The numbers are compelling when you compare gold with the performance of the NYSE Arca Gold Bugs index, a 16-member index that consists of international biggies such as Barrick, Goldcorp Inc. (NYSE:GG), Newmont Mining Corp. (NYSE:NEM) and AngloGold Ashanti Ltd. (NYSE:AU). Over the past five years, the index has risen a total of 60 per cent, after factoring in dividends. But gold’s return is more than double that, at 135 per cent.
Gold has triumphed over these large-cap producers over the past three years and 12 months, too. And for all the hoopla surrounding gold’s rise above $1,500 (U.S.) an ounce in 2011, gold stocks have done little more than tread water this year.
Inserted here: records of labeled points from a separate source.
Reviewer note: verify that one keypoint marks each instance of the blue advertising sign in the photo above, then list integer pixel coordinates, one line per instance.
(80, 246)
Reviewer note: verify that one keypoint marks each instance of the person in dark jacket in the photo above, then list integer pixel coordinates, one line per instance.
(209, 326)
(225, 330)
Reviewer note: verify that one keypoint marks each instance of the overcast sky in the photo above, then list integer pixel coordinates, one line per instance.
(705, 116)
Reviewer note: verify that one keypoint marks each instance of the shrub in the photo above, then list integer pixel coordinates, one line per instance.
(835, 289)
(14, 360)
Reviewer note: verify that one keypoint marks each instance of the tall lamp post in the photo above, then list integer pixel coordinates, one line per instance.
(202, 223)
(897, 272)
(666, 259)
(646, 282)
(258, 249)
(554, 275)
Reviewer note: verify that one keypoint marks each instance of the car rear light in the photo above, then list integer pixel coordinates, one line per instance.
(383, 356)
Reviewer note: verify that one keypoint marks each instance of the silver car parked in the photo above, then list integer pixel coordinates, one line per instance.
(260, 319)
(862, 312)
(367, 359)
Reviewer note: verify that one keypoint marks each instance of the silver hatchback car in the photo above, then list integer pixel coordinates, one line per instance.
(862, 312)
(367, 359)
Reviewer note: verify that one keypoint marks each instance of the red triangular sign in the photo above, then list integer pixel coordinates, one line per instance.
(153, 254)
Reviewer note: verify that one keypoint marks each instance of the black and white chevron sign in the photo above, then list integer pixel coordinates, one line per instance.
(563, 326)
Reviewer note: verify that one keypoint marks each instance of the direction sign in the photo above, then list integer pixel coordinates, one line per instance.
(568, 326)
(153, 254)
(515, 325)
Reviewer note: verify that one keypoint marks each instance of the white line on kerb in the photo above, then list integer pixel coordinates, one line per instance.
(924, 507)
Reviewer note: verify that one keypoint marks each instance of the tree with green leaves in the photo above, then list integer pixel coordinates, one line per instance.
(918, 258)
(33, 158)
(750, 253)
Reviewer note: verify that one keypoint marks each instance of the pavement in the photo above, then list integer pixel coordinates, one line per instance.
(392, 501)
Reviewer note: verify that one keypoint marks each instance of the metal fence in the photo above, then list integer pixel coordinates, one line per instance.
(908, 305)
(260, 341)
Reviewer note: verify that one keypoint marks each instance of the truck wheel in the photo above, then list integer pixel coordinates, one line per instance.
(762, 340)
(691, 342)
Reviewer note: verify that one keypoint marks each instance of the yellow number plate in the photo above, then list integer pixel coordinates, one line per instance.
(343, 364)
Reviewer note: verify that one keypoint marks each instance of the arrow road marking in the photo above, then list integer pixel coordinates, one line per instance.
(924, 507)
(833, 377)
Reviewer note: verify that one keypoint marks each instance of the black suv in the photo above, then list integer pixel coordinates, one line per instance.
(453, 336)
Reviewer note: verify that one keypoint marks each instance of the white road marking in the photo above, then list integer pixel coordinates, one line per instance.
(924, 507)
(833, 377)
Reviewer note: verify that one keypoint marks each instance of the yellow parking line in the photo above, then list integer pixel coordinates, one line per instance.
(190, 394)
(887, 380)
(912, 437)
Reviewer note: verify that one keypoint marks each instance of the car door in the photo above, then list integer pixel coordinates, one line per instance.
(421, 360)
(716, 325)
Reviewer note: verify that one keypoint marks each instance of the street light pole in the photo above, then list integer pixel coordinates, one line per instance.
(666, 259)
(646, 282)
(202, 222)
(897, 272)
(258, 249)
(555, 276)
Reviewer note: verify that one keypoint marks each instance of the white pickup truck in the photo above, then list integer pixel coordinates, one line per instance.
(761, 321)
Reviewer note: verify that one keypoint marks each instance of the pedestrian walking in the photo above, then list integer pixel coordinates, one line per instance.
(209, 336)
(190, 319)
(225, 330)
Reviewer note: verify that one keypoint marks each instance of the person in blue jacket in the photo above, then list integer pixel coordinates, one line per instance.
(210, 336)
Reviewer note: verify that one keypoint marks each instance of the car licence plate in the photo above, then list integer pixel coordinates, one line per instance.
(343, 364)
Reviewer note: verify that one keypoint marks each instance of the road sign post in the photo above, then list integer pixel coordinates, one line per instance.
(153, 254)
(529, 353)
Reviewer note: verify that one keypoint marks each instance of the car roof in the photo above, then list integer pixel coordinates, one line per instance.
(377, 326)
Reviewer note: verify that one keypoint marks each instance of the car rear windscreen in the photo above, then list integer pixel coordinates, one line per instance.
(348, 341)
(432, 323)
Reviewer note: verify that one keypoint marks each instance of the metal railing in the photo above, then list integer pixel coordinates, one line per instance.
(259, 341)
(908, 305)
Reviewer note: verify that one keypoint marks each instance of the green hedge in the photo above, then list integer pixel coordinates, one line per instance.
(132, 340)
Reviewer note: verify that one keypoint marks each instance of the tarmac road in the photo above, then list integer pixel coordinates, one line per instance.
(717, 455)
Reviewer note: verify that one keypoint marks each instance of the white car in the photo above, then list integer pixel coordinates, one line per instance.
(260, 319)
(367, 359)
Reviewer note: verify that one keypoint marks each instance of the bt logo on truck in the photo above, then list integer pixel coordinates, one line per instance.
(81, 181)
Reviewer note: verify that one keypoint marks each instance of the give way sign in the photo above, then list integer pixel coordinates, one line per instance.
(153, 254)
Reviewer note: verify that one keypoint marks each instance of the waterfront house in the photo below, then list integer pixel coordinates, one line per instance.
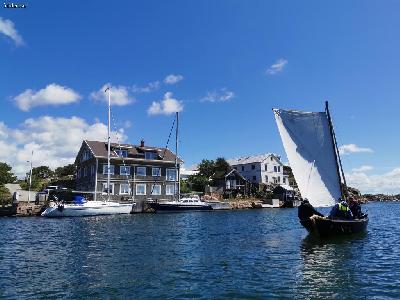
(264, 168)
(138, 171)
(230, 183)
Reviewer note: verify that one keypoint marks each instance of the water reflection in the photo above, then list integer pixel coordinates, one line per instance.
(329, 265)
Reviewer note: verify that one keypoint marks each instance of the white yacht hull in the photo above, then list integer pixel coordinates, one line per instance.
(90, 208)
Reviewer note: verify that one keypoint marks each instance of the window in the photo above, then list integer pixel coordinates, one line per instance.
(124, 189)
(169, 189)
(155, 172)
(141, 171)
(171, 174)
(156, 189)
(104, 190)
(85, 155)
(150, 155)
(125, 170)
(111, 169)
(121, 153)
(141, 189)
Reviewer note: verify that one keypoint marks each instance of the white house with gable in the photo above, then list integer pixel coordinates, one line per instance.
(264, 168)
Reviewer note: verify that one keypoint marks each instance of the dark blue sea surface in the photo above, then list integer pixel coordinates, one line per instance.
(253, 254)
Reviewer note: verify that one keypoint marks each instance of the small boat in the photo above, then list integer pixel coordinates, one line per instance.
(83, 208)
(191, 203)
(310, 145)
(327, 227)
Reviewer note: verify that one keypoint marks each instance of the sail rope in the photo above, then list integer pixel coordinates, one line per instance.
(163, 155)
(130, 191)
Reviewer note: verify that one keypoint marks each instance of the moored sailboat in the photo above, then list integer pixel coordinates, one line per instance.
(82, 208)
(190, 203)
(310, 144)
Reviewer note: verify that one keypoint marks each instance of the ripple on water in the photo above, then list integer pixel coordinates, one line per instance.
(253, 254)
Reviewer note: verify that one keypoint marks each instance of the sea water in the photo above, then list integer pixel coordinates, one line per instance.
(257, 254)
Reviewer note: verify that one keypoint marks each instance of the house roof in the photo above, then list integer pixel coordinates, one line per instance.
(223, 174)
(99, 149)
(252, 159)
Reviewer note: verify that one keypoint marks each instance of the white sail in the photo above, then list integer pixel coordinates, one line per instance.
(309, 147)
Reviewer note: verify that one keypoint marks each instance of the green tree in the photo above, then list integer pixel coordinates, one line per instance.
(6, 176)
(206, 168)
(288, 171)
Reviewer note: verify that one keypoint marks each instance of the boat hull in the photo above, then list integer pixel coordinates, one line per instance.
(328, 227)
(166, 207)
(87, 209)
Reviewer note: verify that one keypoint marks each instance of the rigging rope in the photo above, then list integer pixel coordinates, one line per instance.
(123, 160)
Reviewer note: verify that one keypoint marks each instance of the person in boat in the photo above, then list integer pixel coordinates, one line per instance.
(355, 208)
(341, 211)
(306, 210)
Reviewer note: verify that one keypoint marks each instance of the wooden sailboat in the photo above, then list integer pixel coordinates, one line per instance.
(310, 144)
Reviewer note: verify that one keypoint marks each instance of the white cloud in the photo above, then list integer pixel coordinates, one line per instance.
(55, 141)
(7, 28)
(277, 66)
(166, 106)
(53, 94)
(150, 87)
(172, 79)
(352, 148)
(119, 95)
(387, 183)
(223, 95)
(364, 168)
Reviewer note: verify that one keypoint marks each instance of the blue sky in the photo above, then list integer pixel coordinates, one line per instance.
(231, 61)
For equity investors, this is a disappointing trend. Producers are supposed to be a leveraged bet on the commodities they produce. That’s because many of their costs are fixed, so rising commodity prices translate into pure gravy.
Before the financial crisis, gold producers were the only way to score significant gains with a gold investment. Between 2001 and 2006, the Gold Bugs index outperformed gold-the-commodity by a factor of four.
What has changed? Large-cap gold producers have been getting themselves into trouble with hedging strategies, currency fluctuations, labor and environmental conflicts and management mess-ups. Given their size, they are also unlikely takeover candidates.
Perhaps more important, though, physical gold has been hogging the limelight. For investors who believe that the U.S. dollar will continue to sink, inflation will soar and the global economy will go down the tubes, gold producers are an unnecessary middleman to gold itself. The rise of gold exchange-traded funds has given these investors an easy way to make this bet.
But if you’ve missed out on gold’s extraordinary runup, large-cap gold producers are likely the best way to play gold right now. They are out of favor, which gives them a safety cushion should gold prices retreat. And if gold continues to rise, these producers will have a lot of catching up to do as their profits explode.